Their alleged crass, self-serving behavior, documented in a new report from the VA inspector general, also undermines already ailing confidence in their scandal-plagued agency, under fire for delays in providing veterans' health care.

The two administrators work for the Veterans Benefits Administration, a part of the Department of Veterans Affairs that was the subject of a 2012 congressional hearing scrutinizing its massive backlog in claims processing. On Monday, the inspector general released the results of an investigation triggered by a whistleblower's call about nearly $300,000 in moving benefits paid out to administrator Diana Rubens when she transferred from Washington, D.C., to a regional office in Philadelphia.

The other administrator the report focuses on is Kimberly Graves, who volunteered in 2014 to move to Minnesota to head up the regional benefits office in St. Paul. Graves' moving expenses were $129,467. The inspector general is referring its findings on the two to the U.S. attorney's office for possible criminal prosecution.

Surprisingly, the investigators generally did not take issue with the ­eyebrow-raising moving expenses. Rubens and Graves qualified for a VA program that assists transferred officials when their houses can't be sold quickly. That's what yielded the large sums and the report concluded that policies were followed. The sums, however, stand in stark contrast to the average employer relocation package — $21,033 — documented by a 2012 survey.

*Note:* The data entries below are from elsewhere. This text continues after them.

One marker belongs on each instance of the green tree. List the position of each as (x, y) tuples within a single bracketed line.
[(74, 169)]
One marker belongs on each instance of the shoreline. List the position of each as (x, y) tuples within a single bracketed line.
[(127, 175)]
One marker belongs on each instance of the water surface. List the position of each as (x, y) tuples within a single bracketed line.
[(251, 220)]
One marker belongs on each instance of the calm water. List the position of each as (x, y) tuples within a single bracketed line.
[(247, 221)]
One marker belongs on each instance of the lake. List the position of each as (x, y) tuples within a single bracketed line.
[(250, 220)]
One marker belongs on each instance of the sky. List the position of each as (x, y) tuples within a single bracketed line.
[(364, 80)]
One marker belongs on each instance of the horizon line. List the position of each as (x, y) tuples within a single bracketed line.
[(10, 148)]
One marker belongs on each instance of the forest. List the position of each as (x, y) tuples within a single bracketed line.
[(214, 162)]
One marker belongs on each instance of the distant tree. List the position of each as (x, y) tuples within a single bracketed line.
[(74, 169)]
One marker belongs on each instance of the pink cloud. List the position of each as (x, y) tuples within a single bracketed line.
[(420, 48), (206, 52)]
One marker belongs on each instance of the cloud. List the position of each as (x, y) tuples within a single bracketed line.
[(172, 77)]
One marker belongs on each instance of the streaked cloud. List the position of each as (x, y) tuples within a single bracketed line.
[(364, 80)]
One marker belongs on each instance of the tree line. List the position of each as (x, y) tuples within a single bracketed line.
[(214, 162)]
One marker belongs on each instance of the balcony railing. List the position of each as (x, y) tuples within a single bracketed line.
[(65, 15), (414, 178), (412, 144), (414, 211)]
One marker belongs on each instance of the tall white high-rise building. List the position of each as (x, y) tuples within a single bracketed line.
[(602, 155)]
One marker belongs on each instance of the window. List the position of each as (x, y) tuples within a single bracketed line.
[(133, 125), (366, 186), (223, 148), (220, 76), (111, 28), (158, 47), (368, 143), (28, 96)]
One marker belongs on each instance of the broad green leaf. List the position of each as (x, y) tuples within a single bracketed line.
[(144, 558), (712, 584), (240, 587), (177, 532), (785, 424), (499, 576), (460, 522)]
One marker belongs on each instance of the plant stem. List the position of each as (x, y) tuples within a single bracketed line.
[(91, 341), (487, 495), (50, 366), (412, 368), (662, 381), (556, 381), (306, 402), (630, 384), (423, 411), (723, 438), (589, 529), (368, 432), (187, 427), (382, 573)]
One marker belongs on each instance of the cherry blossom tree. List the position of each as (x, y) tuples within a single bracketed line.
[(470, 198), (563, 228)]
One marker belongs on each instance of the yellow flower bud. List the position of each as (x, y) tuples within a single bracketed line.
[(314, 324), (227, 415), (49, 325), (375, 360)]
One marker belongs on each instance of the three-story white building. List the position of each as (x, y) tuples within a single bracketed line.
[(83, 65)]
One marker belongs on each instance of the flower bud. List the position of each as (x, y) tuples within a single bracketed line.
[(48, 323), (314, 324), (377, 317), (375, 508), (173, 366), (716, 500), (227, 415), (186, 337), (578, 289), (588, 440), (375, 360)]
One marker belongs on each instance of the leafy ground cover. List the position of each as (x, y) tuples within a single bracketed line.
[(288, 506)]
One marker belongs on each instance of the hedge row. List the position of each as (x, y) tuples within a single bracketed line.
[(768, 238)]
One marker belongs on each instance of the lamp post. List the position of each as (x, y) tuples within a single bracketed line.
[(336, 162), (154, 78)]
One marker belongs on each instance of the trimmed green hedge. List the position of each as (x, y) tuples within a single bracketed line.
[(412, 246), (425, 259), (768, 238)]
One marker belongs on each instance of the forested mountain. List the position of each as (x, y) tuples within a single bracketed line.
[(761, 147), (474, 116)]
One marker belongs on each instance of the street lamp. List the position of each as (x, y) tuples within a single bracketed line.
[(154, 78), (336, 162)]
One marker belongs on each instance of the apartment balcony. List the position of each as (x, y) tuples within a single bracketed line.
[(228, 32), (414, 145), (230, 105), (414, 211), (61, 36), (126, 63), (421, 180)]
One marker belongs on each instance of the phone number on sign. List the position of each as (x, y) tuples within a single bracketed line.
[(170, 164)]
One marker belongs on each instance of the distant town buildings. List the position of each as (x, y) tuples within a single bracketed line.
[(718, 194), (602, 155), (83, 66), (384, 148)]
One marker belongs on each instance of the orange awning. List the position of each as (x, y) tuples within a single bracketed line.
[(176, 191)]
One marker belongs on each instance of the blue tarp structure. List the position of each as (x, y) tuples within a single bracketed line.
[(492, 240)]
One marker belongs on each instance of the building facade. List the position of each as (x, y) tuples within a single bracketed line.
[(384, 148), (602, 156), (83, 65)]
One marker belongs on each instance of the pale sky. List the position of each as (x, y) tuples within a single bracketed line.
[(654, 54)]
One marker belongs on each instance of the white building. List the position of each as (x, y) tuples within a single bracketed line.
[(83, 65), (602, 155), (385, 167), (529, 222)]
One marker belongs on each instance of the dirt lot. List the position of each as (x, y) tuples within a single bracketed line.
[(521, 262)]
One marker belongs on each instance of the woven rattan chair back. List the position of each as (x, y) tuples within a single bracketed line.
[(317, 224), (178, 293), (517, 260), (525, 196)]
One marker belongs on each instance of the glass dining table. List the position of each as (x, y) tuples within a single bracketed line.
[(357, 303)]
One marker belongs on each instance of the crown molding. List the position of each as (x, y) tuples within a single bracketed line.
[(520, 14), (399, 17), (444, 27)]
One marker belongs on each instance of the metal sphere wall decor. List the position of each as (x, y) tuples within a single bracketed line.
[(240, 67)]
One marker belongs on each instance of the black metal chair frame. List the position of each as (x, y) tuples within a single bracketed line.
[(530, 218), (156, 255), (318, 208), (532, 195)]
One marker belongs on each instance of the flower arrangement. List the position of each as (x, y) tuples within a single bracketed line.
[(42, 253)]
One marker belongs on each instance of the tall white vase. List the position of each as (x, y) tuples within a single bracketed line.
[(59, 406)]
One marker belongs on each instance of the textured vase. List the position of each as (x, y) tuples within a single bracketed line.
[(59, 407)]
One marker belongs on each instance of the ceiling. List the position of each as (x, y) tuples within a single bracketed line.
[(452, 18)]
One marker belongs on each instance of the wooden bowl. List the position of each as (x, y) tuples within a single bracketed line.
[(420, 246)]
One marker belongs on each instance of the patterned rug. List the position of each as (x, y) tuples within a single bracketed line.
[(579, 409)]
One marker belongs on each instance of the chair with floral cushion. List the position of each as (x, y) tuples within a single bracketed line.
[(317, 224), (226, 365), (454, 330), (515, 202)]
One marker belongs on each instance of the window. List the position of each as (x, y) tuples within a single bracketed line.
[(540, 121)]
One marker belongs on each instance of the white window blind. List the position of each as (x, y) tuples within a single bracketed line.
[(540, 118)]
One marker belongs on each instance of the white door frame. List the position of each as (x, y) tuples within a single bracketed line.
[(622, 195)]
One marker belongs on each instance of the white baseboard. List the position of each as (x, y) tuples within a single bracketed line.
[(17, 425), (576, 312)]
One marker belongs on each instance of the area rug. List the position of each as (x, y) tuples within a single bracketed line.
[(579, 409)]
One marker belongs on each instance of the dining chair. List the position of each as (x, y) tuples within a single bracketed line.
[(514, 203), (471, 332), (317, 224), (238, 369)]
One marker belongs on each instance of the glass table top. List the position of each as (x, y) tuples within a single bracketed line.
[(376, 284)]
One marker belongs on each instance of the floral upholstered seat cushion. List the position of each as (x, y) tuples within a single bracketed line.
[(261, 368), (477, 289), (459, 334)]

Instead, investigators concluded that "two [other] directors appear to have been inappropriately coerced to leave positions" to "create vacancies for Ms. Rubens and Ms. Graves.'' Rubens and Graves "inappropriately used their positions of authority for personal and financial benefit," the report stated.

Referring these actions to the U.S. attorney's office is proper and commendable. Swift action to hold these administrators accountable will be a strong deterrent to others.